La Grande Moschea: dove la bellezza ha la meglio sul dress code
Visitare la Grande Moschea Sheikh Zayed è come entrare in un sogno arabo fatto di marmo, geometrie perfette e spiritualità sospesa tra cielo e terra.

Il primo impatto è travolgente: colonne intarsiate in madreperla, riflessi d’acqua ovunque, e una quiete che sembra amplificare la bellezza. E poi ci sono io… avvolta in un giaccone invernale nero col cappuccio.

Le regole sull’abbigliamento sono chiare: servono capi lunghi e coprenti.
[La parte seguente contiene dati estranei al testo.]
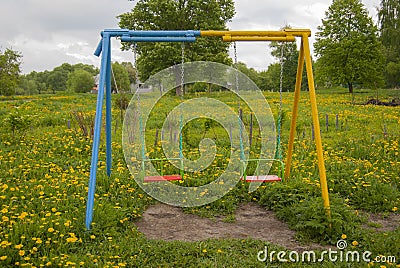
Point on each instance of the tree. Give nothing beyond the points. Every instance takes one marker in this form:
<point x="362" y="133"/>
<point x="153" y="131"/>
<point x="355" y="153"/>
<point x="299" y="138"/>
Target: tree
<point x="348" y="47"/>
<point x="289" y="55"/>
<point x="131" y="72"/>
<point x="80" y="81"/>
<point x="178" y="15"/>
<point x="10" y="62"/>
<point x="389" y="20"/>
<point x="121" y="76"/>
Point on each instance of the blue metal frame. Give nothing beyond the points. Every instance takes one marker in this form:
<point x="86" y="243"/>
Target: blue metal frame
<point x="104" y="49"/>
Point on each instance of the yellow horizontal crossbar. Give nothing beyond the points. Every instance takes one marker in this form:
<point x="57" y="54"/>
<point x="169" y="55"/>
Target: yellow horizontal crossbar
<point x="287" y="35"/>
<point x="229" y="38"/>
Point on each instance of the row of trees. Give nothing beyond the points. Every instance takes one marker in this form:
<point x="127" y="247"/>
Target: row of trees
<point x="350" y="49"/>
<point x="66" y="77"/>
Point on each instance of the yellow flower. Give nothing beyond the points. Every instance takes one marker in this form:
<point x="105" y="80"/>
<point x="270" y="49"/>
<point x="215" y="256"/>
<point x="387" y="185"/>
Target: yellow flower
<point x="72" y="239"/>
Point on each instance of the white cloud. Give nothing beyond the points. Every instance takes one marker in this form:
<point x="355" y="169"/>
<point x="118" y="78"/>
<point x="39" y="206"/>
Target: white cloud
<point x="49" y="33"/>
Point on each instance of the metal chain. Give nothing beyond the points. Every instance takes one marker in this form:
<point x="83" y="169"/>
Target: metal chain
<point x="236" y="67"/>
<point x="181" y="109"/>
<point x="242" y="156"/>
<point x="182" y="68"/>
<point x="281" y="76"/>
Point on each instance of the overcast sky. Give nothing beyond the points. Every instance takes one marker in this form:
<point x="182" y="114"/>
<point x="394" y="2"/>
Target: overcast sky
<point x="49" y="33"/>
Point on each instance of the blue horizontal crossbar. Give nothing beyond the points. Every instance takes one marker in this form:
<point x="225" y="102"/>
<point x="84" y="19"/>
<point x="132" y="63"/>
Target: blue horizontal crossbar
<point x="126" y="32"/>
<point x="157" y="39"/>
<point x="148" y="36"/>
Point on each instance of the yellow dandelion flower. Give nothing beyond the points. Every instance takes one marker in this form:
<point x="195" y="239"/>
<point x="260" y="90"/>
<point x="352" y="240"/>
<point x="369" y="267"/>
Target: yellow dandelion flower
<point x="72" y="239"/>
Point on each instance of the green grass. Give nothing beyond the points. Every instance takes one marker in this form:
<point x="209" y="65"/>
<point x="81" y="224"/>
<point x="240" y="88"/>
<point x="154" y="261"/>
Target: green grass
<point x="44" y="170"/>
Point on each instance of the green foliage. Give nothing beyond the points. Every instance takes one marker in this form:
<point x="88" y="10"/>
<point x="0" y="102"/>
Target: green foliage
<point x="52" y="81"/>
<point x="120" y="78"/>
<point x="178" y="15"/>
<point x="10" y="62"/>
<point x="44" y="188"/>
<point x="18" y="123"/>
<point x="389" y="19"/>
<point x="288" y="55"/>
<point x="80" y="81"/>
<point x="348" y="47"/>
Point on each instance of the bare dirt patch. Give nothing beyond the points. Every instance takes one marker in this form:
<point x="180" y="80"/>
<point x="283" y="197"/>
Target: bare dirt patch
<point x="252" y="221"/>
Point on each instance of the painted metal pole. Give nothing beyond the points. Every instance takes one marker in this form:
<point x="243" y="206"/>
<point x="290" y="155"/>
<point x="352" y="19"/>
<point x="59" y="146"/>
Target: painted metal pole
<point x="137" y="39"/>
<point x="97" y="131"/>
<point x="108" y="113"/>
<point x="295" y="111"/>
<point x="318" y="140"/>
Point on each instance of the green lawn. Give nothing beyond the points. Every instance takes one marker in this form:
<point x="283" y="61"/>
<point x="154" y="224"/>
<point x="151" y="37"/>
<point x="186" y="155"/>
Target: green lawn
<point x="45" y="169"/>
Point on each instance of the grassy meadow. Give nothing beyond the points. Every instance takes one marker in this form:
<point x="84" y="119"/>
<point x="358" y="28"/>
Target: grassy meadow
<point x="45" y="152"/>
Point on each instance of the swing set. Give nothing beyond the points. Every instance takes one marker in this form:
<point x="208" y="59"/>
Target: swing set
<point x="132" y="36"/>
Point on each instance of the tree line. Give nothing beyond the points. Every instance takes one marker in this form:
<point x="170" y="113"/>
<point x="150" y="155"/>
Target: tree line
<point x="350" y="49"/>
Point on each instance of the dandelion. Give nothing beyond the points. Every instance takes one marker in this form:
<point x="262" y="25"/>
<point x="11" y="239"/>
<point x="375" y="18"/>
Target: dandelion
<point x="72" y="239"/>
Nel mio caso, l’unica opzione disponibile mi ha trasformata in una creatura nordica smarrita nel deserto. Samuele ed Alessandro non hanno fatto altro che ridere e prendermi in giro per tutto il tempo…

Tra uno scatto e l’altro ho scoperto che il tappeto della sala di preghiera è il più grande al mondo, annodato a mano in Iran, e che i lampadari sono decorati con cristalli Swarovski provenienti dalla Germania. Ogni dettaglio è simbolo di fusione culturale.

La moschea prende il nome dal fondatore degli Emirati Arabi Uniti, Sheikh Zayed bin Sultan Al Nahyan, che volle realizzarla come luogo di pace, dialogo e inclusione religiosa. Non a caso, vi possono accedere visitatori di ogni credo, pur nel rispetto delle tradizioni islamiche.

In quella distesa di bianco, tra spiritualità e sudate monumentali, ho capito che la bellezza può davvero superare ogni piccolo disagio… anche quello di indossare un piumone urbano a 30 gradi.